Another contributor to the wavering nature of relationships in BPD is that the disorder makes us vulnerable to abuse.
The fear of abandonment, anxiety, depression, self-harm, and even just the mere diagnosis of a mental illness can become fodder for manipulation.
“Why are you such an attention seeker?”
“It’s all in your head!”
“Do you know what all I’ve put up with?”
“You’re crazy!”
A tell-tale sign of things being unequal is when you are doing everything by the book of recovery and things are still tumultuous.
When I began to significantly recover from BPD, the relationships that were toxic began to struggle and eventually came to an end.
It is important to note that not all relationships that don’t work out are a product of the disorder or abuse. Sometimes, things just don’t work out. Communication styles don’t match or life just gets in the way.

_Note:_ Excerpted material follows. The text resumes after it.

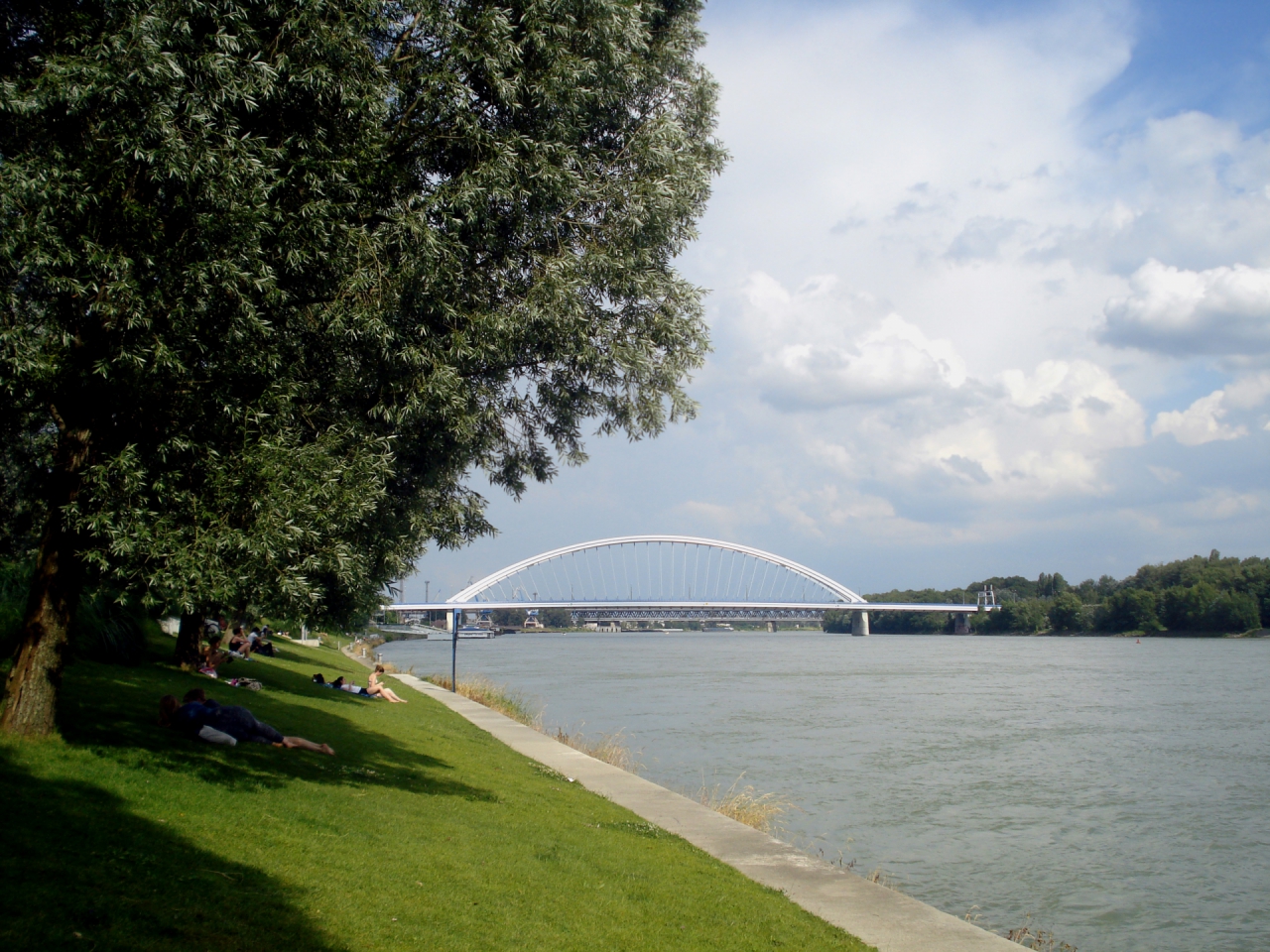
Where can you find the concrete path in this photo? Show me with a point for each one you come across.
(880, 916)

There are a couple of syndromes that intersect with BPD and impact relationships.
The Favourite Person Syndrome is having one person at any given point in time that is treated and understood differently from the rest. They are idolized and their validation trumps all. I feel the urge to contact them all the time. They are always on my mind. Just there, in sight, while the rest of cognition carries on. The relationship is inherently unequal through no fault of either party, and has the tendency to become detrimental to both parties’ lives.
Note: I will be covering this in greater detail in the future
And then, there’s Limerence, which I learned of only recently.

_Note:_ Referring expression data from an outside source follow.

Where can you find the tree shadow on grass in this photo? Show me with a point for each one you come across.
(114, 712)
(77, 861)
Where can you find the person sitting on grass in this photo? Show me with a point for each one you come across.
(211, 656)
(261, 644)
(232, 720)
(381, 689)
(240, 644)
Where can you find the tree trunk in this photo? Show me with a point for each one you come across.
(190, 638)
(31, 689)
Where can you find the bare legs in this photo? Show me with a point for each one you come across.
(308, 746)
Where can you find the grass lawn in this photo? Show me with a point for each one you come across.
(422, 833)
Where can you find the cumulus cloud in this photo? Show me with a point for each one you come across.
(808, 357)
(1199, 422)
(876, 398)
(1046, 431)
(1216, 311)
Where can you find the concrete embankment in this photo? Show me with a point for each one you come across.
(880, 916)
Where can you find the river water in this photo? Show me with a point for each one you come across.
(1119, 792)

It’s like the Favourite Person but with the added ingredient of romance, most often unrequited. The person may not be interested. They may be unavailable but your feelings for them are relentless.
This can make it very hard for you to get over the person in their presence. But more importantly, should the object of limerence reciprocate your feelings, there is possibility of abuse.
I cannot attribute the failure of my relationships to either-or. But I know that this is an area of certain difficulty for me because of the BPD. So, I’m learning to
See the impact that the disorder has on my behaviour and find ways to regulate it
Identify red flags of manipulative or abusive behaviour
Assert myself, communicate clearly and resolve conflicts without escalation
If you are dealing with someone who displays the behaviours described in the earlier slides, get them professional help.